Le premier risque est simple. Il consiste à vouloir absolument rattacher une formation à un bloc, alors que le niveau, la durée ou les objectifs ne s’y prêtent pas. Dans ce cas, le centre complique son offre au lieu de la renforcer.

Une formation courte, très introductive ou très transverse peut rester excellente sans relever du RNCP. Il vaut mieux une offre claire hors bloc qu’une pseudo-offre certifiante mal alignée.

Ne pas sous-estimer la charge d’ingénierie

Le second risque concerne le temps de travail. Transformer une offre demande un vrai effort. Il faut analyser le référentiel, travailler avec le certificateur, revoir les évaluations, mettre à jour les supports, ajuster la communication et sécuriser la conformité.

Pour un centre de petite taille, ce chantier mérite un cadrage simple :

  • un pilote clairement identifié,
  • un calendrier réaliste,
  • un périmètre limité au départ,
  • des indicateurs simples de réussite.

Ne pas négliger le suivi administratif et qualité

Le troisième risque est moins visible, mais tout aussi important. Dès qu’une offre devient plus certifiante, le suivi se densifie. Il faut tracer les blocs visés, les évaluations, les résultats, les habilitations, les pièces qualité et parfois les variantes de parcours.

Sans organisation, ce niveau de détail pèse vite sur l’équipe. Et, dans un petit centre, la surcharge retombe souvent sur les mêmes personnes.

Un centre peut rendre son offre plus certifiante et mieux structurée. Mais si cette évolution rend la gestion trop lourde au quotidien, une partie du bénéfice disparaît.

Les bonnes questions à se poser avant de lancer un projet bloc RNCP

Avant d’engager du temps et de l’énergie, un centre peut se poser les questions suivantes :

  1. Notre formation vise-t-elle déjà une compétence professionnelle réellement autonome ?
  2. Le bloc choisi est-il compréhensible et vendable en tant qu’étape de parcours ?
  3. La certification est-elle active et bien adaptée à notre positionnement ?
  4. Pouvons-nous obtenir l’habilitation du certificateur ?
  5. Avons-nous la capacité d’évaluer selon les attendus de la certification ?
  6. Le projet restera-t-il rentable une fois le temps d’ingénierie intégré ?
  7. Sommes-nous capables de suivre proprement les dossiers et les variantes de parcours ?

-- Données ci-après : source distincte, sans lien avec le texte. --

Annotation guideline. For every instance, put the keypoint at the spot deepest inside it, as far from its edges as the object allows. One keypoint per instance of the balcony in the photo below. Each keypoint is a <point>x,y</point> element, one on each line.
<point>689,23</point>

Si plusieurs réponses restent floues, il vaut mieux ralentir. À l’inverse, si les réponses sont nettes, la transformation peut devenir un vrai levier de structuration du catalogue.

Conclusion

En 2026, adosser certaines formations à des blocs RNCP peut devenir un excellent levier. Ce levier n’a toutefois de valeur que s’il repose sur une vraie cohérence entre le référentiel, la pédagogie, l’évaluation et la promesse commerciale.

Pour un centre de formation continue, surtout de petite taille, l’enjeu n’est donc pas de transformer tout le catalogue. L’enjeu consiste plutôt à identifier quelques parcours qui méritent cette évolution, puis à les structurer proprement.

Cette approche peut renforcer la lisibilité de l’offre, la qualité des parcours et la valeur perçue. En parallèle, elle demande un meilleur suivi des blocs visés, des habilitations, des évaluations, des étapes VAE et des relances administratives. C’est précisément là qu’un logiciel de gestion de la formation continue peut devenir utile : il aide à garder une vue claire sur les parcours, à structurer le suivi et à piloter plus sereinement les objectifs identifiés dans cet article.